Откуда к Треплеву—Чехову пришла мировая душа – философские, так сказать, источники? Вряд ли это такие первоисточники, как Платон или Шеллинг. Она пришла непосредственно из современности – Владимир Соловьёв, на разные лады твердивший о мировой душе, был в современности рядом, и Чехов его, конечно, читал. Можно даже сказать, что она пришла из литературного быта конца столетия, где соловьёвская мировая душа растворилась как философское общее место – например, в «Юлиане Отступнике» Мережковского, одновременном «Чайке», неоплатоник Ямвлих учит о мировой душе в разговорах с героем романа.[602] В год «Чайки» (1895) Чехов мог прочитать в «Вестнике Европы», в статье Вл. Соловьёва «Поэзия Тютчева»:[603] «Тютчев не верил в эту смерть природы (…) Ему не приходилось искать душу мира (…) она сама сходилась с ним и в блеске молодой весны, и в „светлости осенних вечеров“». Тютчев для Соловьёва как Гёте, прославляющий «душу мира и жизнь природы».[604] А монолог Мировой души у Треплева—Чехова рисует, напротив, ту смерть природы, в которую Тютчев не верил.
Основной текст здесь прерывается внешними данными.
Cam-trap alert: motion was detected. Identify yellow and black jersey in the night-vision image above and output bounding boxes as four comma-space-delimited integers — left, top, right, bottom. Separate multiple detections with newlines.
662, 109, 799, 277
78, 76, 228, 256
За два года до «Чайки» (1893) Соловьев напечатал свою «Белую Лилию», назвав ее «мистерией—шуткой» (И. Б. Роднянская называет её «мистерией—буфф»[605]). Соловьёвская мистика сопровождалась и оборачивалась брутальным философским юмором на те же темы страдающей мировой души и Софии, и по части демонстративной нелепости (с этим словом она была воспринята читателями из близкого автору круга[606]) эта шутка, с солнцем, деревьями и цветами, выступающими с речами, и «львами, барсами, носорогами» в числе действующих лиц, могла отозваться в мистерии Константина Треплева (но для него отнюдь не шутки). Как возможное влияние соловьёвская автопародия была, наверное, ближе автору «Чайки», чем серьёзная соловьёвская мистика. Но за «Белой Лилией» была уже некоторая традиция. В «Бесах» Достоевского Чехов мог найти такое жанровое определение поэмы Степана Трофимовича Верховенского, под которое мог подвести сочинение Треплева: «Это какая—то аллегория, в лирико—драматической форме и напоминающая вторую часть „Фауста“».[607] Прототип поэмы Степана Трофимовича известен – «Pot—Pourri…» Владимира Печерина (1834), оставшееся в памяти современников под титулом «Торжество смерти» (и под ним впоследствии Герценом в Лондоне напечатанное), где тоже в центре вставной «Театр», в котором «являются все народы, прошедшие, настоящие и будущие», а вслед за ними – Небо, Земля и Смерть.